Power grab
May 15, 2013Two young women stand together behind a lectern at the front of a crowded room in Berlin. Their audience includes energy experts, activists and curious residents who are here to find out about a new initiative to buy Germany's largest electricity distribution grid.
The grid is currently under the control of Swedish energy giant Vattenfall. But the people in this room say the utility has failed to embrace Germany's transition to renewable energy and they want to take over grid control. The contract between the grid operator and Berlin's government runs out at the end of 2014 and the two women speaking today - Luise Neumann-Cosel and Arwen Colell - have come up with a plan.
“It was May 2011, when Luise called me up on the phone saying the concession's ending and we should buy the grid," Colell told DW in an interview. "I thought, yeah, we really should."
The pair have formed BuergerEnergie Berlin (Citizen Energy Berlin), a cooperative which is pooling investments from members in order to make a bid for grid control. Colell and Neumann-Cosel have criss-crossed the country, building their concept with input from organizations like the Elektrizitaetswerke Schoenau (Electricity Utility Schoenau), a citizens' group that operates the power grid in the German town of Schoenau.
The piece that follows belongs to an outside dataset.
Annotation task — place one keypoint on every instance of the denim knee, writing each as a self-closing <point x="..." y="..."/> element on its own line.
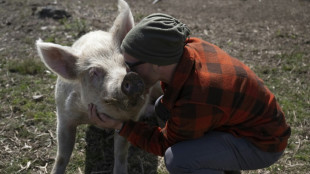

“We had lots of worries," said Colell. "We found out pretty quickly that there was no one who had done anything quite like this before - because of the sheer size of it.”
Renewables in the mix
BuergerEnergie Berlin now has more than 1,000 members and has attracted 5 million euros ($6.5 million) in investment. But they will need a lot more than this. The grid is valued closer to 800 million euros (about $1 billion).
"The role of the distribution grid is changing with renewable energies,” said Colell. “It used to be the last mile between the large coal or gas fired-generation power plants and the consumer. The task was pretty straight forward: get the energy to the people.”
Colell explained that decentralized generation of renewable energy through photovoltaic installations or turbines has made grid management more complicated. She doesn't think Vattenfall has done enough to integrate renewables into the energy mix. Right now, less than three percent of Berlin's energy is coming from renewable sources. That is far too low if Germany is going to wean itself off nuclear energy and fossil fuels.
But can these two young women pry control from high-level energy executives currently running the grid? They aren't only competing with Vattenfall, but at least six other applicants.
Competition for grid control
The Berlin Senate will choose the next grid operator after assessing each applicant's profile, including their financial resources and experience with energy management. The group that wins will run the grid for 20 years, from 2015 to 2035.
There is another citizens' group that has taken interest in grid control. The Berliner Energietisch (Berlin Energy Table) wants the city to buy back grid control. Berlin's electricity grid was run by the state-owned company Berliner Staedtische Elektrizitaetswerke, or BEWAG, until about a decade ago when Vattenfall took over. The Berlin Energy Table needs to gather 200,000 signatures by June 10 in order to request a referendum on public grid ownership.
The group's spokesman Stefan Taschner says public ownership would bring the city closer to Germany's climate protection goals. "Energy production has a large impact on CO2 emissions, so if we have this transition to renewable energy, we also make a contribution to climate protection," he said.
"Vattenfall is still relying on coal energy production, like we see here in Brandenburg, not far from Berlin. They also rely on nuclear power plants," said Taschner. "I don't think a company that relies on that energy production has an interest in decentralized renewable energy here in Berlin."
Competitive edge
Vattenfall has announced plans to increase the percentage of renewable energy in the Berlin grid. The energy giant is already converting a former district heating plant in Berlin into a biomass combined heat and power plant.
"Vattenfall and the former company BEWAG, [has] run the Berlin grid for more than 120 years, so we have the competence," said company spokesman Hannes-Stefan Hoenemann. "We have the employees and all the know-how. In the concessions tendering process that will be very important," he added.
But Vattenfall remains heavily invested in highly-polluting brown coal, which means they have an interest in pumping energy produced from fossil fuels into Berlin's grid. The competition for grid control may provide new incentive for big utilities to commit more funds to renewables, even if local groups don't gain control when Vattenfall's concession ends next year.